The two waves are represented by
`y_(1)= 10^(-6) sin(100t + (x)/(50)+ 0.5)m`
`Y_(2) =10^(-2) cos(100t + (x)/(50))m`
where x is ihn metres and t in seconds. The phase difference between the waves is approximately:

To find the phase difference between the two waves given by the equations: 1. **Identify the wave equations**: - Wave 1: \( y_1 = 10^{-6} \sin(100t + \frac{x}{50} + 0.5) \) - Wave 2: \( y_2 = 10^{-2} \cos(100t + \frac{x}{50}) \) 2. **Convert the second wave to sine form**: - We know that \( \cos(\theta) = \sin\left(\theta + \frac{\pi}{2}\right) \).
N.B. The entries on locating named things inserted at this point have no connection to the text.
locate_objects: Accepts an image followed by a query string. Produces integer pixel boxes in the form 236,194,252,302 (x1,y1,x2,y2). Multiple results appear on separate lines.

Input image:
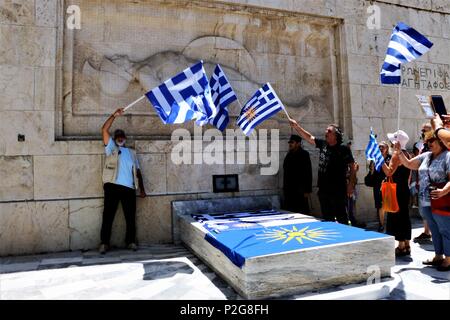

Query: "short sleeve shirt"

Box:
105,138,140,189
416,151,450,207
315,138,355,194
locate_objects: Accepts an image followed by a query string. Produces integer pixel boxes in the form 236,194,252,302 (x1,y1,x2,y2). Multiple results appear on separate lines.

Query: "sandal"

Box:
395,248,408,257
422,259,444,267
436,264,450,272
413,233,431,243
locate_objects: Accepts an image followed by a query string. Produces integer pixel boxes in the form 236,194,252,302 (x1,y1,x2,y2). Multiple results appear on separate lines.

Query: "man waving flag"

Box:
237,83,284,136
209,65,237,131
146,61,217,125
381,22,433,84
366,130,384,171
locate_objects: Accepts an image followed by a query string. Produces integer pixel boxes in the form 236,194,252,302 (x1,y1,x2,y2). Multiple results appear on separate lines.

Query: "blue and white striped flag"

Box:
209,65,237,131
145,61,217,125
381,22,433,84
366,130,384,171
237,83,284,135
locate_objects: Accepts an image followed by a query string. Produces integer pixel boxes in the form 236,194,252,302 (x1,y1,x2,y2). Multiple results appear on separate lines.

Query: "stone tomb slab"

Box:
172,200,395,299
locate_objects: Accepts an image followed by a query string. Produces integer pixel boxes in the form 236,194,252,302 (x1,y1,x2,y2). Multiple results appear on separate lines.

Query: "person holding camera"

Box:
395,134,450,271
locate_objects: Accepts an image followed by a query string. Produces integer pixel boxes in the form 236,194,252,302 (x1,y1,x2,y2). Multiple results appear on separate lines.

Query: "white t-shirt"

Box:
105,138,140,189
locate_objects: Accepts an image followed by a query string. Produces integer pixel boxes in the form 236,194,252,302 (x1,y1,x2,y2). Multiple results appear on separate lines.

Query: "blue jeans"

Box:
419,206,450,257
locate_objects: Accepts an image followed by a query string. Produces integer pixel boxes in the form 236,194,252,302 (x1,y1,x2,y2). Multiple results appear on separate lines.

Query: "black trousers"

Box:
319,192,348,225
101,183,136,245
283,191,310,214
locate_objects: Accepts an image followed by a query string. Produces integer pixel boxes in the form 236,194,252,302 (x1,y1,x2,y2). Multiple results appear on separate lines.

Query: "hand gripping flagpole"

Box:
123,95,146,112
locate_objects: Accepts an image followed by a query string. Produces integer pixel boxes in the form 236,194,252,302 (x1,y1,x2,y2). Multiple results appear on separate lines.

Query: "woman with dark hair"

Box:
396,135,450,271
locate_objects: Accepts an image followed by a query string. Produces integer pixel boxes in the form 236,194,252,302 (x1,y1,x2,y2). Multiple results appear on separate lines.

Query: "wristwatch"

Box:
434,127,445,139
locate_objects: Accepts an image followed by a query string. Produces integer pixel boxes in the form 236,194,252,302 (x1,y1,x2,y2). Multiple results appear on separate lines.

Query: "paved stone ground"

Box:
0,222,450,300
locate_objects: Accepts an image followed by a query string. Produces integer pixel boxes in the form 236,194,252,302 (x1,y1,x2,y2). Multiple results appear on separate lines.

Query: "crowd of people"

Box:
284,116,450,271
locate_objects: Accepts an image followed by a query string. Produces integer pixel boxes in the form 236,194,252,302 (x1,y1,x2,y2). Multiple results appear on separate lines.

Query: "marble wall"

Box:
0,0,450,255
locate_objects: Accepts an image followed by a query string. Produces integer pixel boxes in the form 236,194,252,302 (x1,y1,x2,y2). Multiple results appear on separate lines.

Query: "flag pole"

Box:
397,84,402,132
123,95,145,112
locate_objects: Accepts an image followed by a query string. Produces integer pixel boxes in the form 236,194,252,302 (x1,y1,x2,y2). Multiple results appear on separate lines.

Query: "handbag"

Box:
428,155,450,216
381,177,400,213
364,171,375,188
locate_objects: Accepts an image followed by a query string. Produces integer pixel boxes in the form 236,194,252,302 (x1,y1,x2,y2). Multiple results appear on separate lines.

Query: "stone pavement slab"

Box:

Therefore, we can rewrite \( y_2 \) as: \[ y_2 = 10^{-2} \sin\left(100t + \frac{x}{50} + \frac{\pi}{2}\right) \] 3. **Identify the phase of each wave**: - For wave 1, the phase \( \phi_1 \) is: \[ \phi_1 = 100t + \frac{x}{50} + 0.5 \] - For wave 2, the phase \( \phi_2 \) is: \[ \phi_2 = 100t + \frac{x}{50} + \frac{\pi}{2} \] 4. **Calculate the phase difference**: - The phase difference \( \Delta \phi \) is given by: \[ \Delta \phi = \phi_1 - \phi_2 \] - Substituting the expressions for \( \phi_1 \) and \( \phi_2 \): \[ \Delta \phi = \left(100t + \frac{x}{50} + 0.5\right) - \left(100t + \frac{x}{50} + \frac{\pi}{2}\right) \] - Simplifying this gives: \[ \Delta \phi = 0.5 - \frac{\pi}{2} \] 5. **Calculate the numerical value**: - We know \( \frac{\pi}{2} \approx 1.57 \): \[ \Delta \phi \approx 0.5 - 1.57 = -1.07 \] - Taking the magnitude of the phase difference: \[ |\Delta \phi| \approx 1.07 \] 6. **Final answer**: - The phase difference between the two waves is approximately \( 1.07 \) radians.